Before the sergeant could get a word in edgewise Zamiel charged forward, raking a talon against the sergeant's chest, splitting the aquila in two. Growling an oath the sergeant drew his blade and slashed, scoring a shallow cut across the traitor's arm, though it was a glancing wound at best the cut singed and burnt, and hurt.. like nothing Zamiel had ever felt before. It was as if the Warp within him had been cut, this filth would die painfully and his soul would scream songs of agony!. Leaping back Zamiel let his warp presence fly at the loyalist, expecting him to melt into sludge as his mind did the same quite literally, yet his armour glew and Zamiel was forced back, slamming into a rock wall. Quickly jumping back up onto all fours Zamiel took almost a second to survey the battlefield. His elites had engaged the loyalists and were doing well, all five were striking blades against the loyalists and two Fists were dead on the ground ripped apart by autocannon rounds, surprised by the elite's weapon-morphing abilities they had not reacted in time to avoid being blasted into pieces.

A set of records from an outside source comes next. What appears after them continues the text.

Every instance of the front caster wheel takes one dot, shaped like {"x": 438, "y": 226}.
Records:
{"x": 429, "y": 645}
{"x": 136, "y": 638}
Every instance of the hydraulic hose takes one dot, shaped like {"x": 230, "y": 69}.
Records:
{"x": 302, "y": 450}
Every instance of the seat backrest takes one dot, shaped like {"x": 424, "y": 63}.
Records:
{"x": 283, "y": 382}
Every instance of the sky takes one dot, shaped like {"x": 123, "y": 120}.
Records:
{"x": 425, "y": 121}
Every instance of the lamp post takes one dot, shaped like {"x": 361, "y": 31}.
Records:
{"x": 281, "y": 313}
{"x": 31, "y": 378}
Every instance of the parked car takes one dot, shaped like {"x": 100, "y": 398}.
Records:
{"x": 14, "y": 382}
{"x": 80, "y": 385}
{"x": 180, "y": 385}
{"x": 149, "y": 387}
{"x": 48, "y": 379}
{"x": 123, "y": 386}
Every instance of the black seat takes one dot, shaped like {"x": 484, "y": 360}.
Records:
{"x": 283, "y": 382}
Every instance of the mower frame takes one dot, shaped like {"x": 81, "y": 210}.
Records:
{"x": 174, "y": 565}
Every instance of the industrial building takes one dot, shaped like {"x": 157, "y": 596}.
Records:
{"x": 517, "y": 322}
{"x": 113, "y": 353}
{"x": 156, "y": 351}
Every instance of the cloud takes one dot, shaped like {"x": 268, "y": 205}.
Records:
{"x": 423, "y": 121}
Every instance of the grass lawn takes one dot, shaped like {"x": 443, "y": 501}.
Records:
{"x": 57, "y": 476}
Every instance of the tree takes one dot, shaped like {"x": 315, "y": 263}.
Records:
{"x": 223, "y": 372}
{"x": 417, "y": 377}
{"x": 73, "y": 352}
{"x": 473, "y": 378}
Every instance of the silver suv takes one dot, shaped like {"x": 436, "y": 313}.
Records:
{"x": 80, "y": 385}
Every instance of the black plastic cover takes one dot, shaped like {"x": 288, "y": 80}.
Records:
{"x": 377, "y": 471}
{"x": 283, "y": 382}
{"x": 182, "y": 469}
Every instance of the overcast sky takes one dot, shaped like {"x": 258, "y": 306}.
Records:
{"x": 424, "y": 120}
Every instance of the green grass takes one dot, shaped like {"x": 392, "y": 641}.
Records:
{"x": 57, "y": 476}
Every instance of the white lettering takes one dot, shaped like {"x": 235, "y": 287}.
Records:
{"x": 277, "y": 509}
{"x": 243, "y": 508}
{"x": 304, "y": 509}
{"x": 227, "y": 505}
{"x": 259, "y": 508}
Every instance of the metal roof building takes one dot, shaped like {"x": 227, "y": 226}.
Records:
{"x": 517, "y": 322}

One of the Elite Guard, wielding a very wickedly serrated halberd type blade, smashed his blade against the Power Axe wielded by a veteran Imperial Fist who was gradually being forced back against a wall and to his violent demise. A second Elite whose arms had turned into large metal maul blades was struggling to maneuver through two loyalists who were using their lighter armour and teamwork to score wounds across the glistening frame of the Daemon-enhanced guard. A third loyalist charged forward and impaled his Power Sword through the Guard's back, a split-second of distraction allowing the two Astartes to drive their Power Swords through the Elite's arms and in a riposte through his head. The dying Elite's body dissolved into a black mist before he could even hit the ground, the smog enveloping the three loyalists in a miasma of darkness that even their pre-natural sight could not pierce. As one of the loyalists turned to escape a claw pierced his throat, two more following into his eyes and pulping his brain. Zamiel pulled the Space Marine forward and bit into his throat, blood spurting from the wound as the already-dead loyalist spasmed in the Possessed Marine's grip. Two small black orbs, not much bigger than a bolter round were sucked out into Zamiel's mouth, his fangs tearing them apart as the sliced meat rushed down his throat. To devour the genetic memory of hundreds of loyalists in a single instant.. exhilarating just barely described the experience. This particular loyalist's gene-ancestor had fought at Terra, and had been killed by an Iron Warrior's siege cannon. Twice this scum had been killed by the Legion, and this time the kill had been finished.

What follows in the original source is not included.